For the padding between header and user data, you need to know MAXALIGNon your server - typically 8 bytes on a 64-bit OS (or 4 bytes on a 32-bit OS). If you are not sure, check out pg_controldata.

对于标头和用户数据之间的填充，您需要MAXALIGN在服务器上知道- 通常在 64 位操作系统上为 8 个字节（或在 32 位操作系统上为 4 个字节）。如果您不确定，请查看pg_controldata。

Run the following in your Postgres binary dirto get a definitive answer:

在Postgres 二进制目录中运行以下命令以获得明确的答案：

./pg_controldata /path/to/my/dbcluster

The manual:

手册：

The actual user data (columns of the row) begins at the offset indicated by t_hoff, which must always be a multiple of the MAXALIGNdistance for the platform.

实际用户数据（行的列）从指示的偏移量开始，该偏移量t_hoff必须始终是MAXALIGN平台距离的倍数。

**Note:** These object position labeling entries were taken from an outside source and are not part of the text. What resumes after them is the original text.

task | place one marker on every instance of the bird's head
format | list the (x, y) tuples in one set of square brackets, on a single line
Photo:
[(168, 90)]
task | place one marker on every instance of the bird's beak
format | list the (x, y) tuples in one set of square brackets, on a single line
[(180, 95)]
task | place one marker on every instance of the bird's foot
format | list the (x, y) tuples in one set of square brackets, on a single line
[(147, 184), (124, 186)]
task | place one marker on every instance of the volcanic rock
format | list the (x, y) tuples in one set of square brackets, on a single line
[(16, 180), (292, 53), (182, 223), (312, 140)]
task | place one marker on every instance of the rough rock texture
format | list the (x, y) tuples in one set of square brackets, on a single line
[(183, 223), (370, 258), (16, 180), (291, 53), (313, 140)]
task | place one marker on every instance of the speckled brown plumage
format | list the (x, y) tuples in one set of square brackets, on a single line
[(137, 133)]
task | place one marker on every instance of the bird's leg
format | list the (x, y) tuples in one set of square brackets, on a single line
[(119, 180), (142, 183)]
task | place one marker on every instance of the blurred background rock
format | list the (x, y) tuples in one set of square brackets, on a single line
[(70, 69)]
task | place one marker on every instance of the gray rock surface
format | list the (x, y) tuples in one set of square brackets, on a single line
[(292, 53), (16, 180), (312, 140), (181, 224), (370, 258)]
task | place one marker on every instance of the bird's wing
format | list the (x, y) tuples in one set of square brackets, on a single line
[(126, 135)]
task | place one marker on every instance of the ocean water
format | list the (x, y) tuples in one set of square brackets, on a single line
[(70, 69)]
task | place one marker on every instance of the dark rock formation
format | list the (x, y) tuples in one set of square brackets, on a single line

So you typically get the storage optimum by packing data in multiples of 8 bytes.

因此，您通常通过以 8 字节的倍数打包数据来获得最佳存储。

There is nothing to gain in the example you posted. It's already packed tightly. 2 bytes of padding after the last int2, 4 bytes at the end. You could consolidate the padding to 6 bytes at the end, which wouldn't change anything.

您发布的示例没有任何好处。已经包得严严实实了。最后 2 个字节填充，最后int24 个字节。您可以在最后将填充合并为 6 个字节，这不会改变任何内容。

Overhead per data page

每个数据页的开销

Data page size is typically 8 KB. Some overhead / bloat at this level, too: Remainders not big enough to fit another tuple, and more importantly dead rows or a percentage reserved with the FILLFACTORsetting.

数据页大小通常为 8 KB。在这个级别上也有一些开销/膨胀：余数不足以容纳另一个元组，更重要的是死行或FILLFACTOR设置保留的百分比。

There are a couple of other factors for size on disk to take into account:

磁盘大小还有几个其他因素需要考虑：

Array types?

数组类型？

With an arraytype like you were evaluating, you would add 24 bytes of overheadfor the type. Plus, array elements occupy space as usual. Nothing to gain there.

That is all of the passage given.